# Any info on Royal Rex



## liv_w98 (13 April 2015)

Hello,
I have a 17hh bay warmblood he is passported Royal Rex and was born in Wales and he is 10 in May. He is out of Ramexico and did live with a lady I think in Bedfordshire, but we brought him from a dealer. 
He has apparently showjumped with a 1.15m double clears but we know nothing else!
Does anyone know him and anything about his past, he is lovely but has a bit of attitude when ridden so any info on him or his past would be really appreciated. 
He seems to not be as good with men and doesn't let you carry a short whip when jumping? We just would like as much background information as possible! 

Thank You!


----------



## Irish mist (20 July 2015)

Hi 

I know Rex very well!! He was owned by my sister in law from aged 6 until last summer!! Yes in Bedfordshire!! No to jumping! He can do it but not willingly!! He was dressage in the main but again not willing!! He competed British dressage at prelim and did quite well at area festivals... He did Windsor sponsored ride a couple of years ago!
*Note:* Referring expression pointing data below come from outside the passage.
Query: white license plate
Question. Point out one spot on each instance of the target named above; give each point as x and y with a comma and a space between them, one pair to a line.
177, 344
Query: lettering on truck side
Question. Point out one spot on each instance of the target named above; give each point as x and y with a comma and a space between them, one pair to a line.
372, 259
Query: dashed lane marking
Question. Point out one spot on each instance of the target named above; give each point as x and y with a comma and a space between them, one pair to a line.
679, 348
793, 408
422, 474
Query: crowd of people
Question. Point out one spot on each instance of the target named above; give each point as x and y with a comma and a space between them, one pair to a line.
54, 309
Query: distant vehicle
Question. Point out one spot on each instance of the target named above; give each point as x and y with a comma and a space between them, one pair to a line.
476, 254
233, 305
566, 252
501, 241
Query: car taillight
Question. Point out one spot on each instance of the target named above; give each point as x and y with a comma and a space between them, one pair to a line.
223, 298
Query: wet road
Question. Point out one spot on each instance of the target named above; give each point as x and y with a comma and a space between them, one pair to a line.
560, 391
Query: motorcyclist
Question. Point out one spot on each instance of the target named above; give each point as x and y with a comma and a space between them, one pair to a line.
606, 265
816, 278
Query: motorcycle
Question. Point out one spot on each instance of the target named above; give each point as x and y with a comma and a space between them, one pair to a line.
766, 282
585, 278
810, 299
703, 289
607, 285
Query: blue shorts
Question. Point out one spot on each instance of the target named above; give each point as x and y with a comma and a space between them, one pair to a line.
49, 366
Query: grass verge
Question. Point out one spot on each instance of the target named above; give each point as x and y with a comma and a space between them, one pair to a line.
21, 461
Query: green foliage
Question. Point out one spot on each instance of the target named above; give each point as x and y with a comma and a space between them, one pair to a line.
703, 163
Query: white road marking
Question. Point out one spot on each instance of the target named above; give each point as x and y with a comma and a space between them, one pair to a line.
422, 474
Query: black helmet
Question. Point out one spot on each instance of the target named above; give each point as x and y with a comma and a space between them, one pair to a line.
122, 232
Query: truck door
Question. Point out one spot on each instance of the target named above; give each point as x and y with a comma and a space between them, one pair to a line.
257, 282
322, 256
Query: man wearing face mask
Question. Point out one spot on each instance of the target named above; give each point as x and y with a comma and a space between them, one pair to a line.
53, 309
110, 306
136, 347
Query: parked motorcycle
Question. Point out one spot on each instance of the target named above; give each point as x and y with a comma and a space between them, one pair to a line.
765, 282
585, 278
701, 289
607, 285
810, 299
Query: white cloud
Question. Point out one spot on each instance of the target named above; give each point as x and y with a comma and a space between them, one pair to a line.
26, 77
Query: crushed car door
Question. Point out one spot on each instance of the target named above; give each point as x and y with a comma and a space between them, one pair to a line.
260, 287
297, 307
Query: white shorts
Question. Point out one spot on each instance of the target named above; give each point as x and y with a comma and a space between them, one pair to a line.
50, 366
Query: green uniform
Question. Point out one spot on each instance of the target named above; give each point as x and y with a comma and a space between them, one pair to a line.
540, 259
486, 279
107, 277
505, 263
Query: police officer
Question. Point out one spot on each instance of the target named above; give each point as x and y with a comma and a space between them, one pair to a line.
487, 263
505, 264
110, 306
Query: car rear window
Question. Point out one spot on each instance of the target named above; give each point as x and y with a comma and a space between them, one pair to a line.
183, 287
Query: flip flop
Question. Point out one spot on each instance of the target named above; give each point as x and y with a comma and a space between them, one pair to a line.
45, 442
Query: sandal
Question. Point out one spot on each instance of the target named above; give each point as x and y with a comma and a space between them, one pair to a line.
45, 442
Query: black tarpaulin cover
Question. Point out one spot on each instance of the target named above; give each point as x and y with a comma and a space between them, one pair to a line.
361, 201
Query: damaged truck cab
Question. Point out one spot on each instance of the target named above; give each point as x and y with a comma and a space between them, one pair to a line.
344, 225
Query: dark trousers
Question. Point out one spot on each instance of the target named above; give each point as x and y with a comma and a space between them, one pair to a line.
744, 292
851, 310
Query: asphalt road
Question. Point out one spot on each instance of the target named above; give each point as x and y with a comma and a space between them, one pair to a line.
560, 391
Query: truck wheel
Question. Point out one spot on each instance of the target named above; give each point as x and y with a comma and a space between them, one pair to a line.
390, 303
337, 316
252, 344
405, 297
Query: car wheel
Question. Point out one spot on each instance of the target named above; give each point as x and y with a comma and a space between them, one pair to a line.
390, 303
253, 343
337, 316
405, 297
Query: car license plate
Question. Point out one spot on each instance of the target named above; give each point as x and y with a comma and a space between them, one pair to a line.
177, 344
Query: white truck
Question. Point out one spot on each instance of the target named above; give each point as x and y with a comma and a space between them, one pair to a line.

He is a lovely boy but not forward going!! He was bred in Wales and sold through a producer in beds... Who did you get him off of in the end?? Where abouts is he? My sister in law will be pleased he has a good home!!


----------



## liv_w98 (21 July 2015)

Oh my goodness can't believe I found someone with so much info! My friend brought him but wasn't able to ride so I had him and he's now with another lady on our yard! We brought him off john winnet and he's in old Welwyn Hertfordshire doing very well! Got 64% in his first test! He is treated like a prince we all adorable him! We could tell he wasn't a jumper at heart so he's mainly done flatwork with us and some hacking. Yes he is quite lazy! Still like that! But has the heart of gold my sister who's 11 has handled him!  If I check with the owner I'm sure we could send you some pictures of how he is if your sister in law would like!?


----------



## Irish mist (21 July 2015)

Oh Fliss (my sis in law) will be so pleased to know he found a good home! He wasn't for her after having her second child so decided to sell him to Patrick a friend of john's... We know John really well... We're only down the road from where johns yard was. He was my boys best bud in the field, not nasty or anything, just not quick enough off the leg for Fliss... Got tons of pics!!! We would love some pics!!! X


----------



## Irish mist (21 July 2015)

My email address is beccydavison@hotmail.com or find Beccy Davison on face book!!! I'm riding a grey horse in profile pic...


----------



## liv_w98 (24 July 2015)

Messaged you on FB!


----------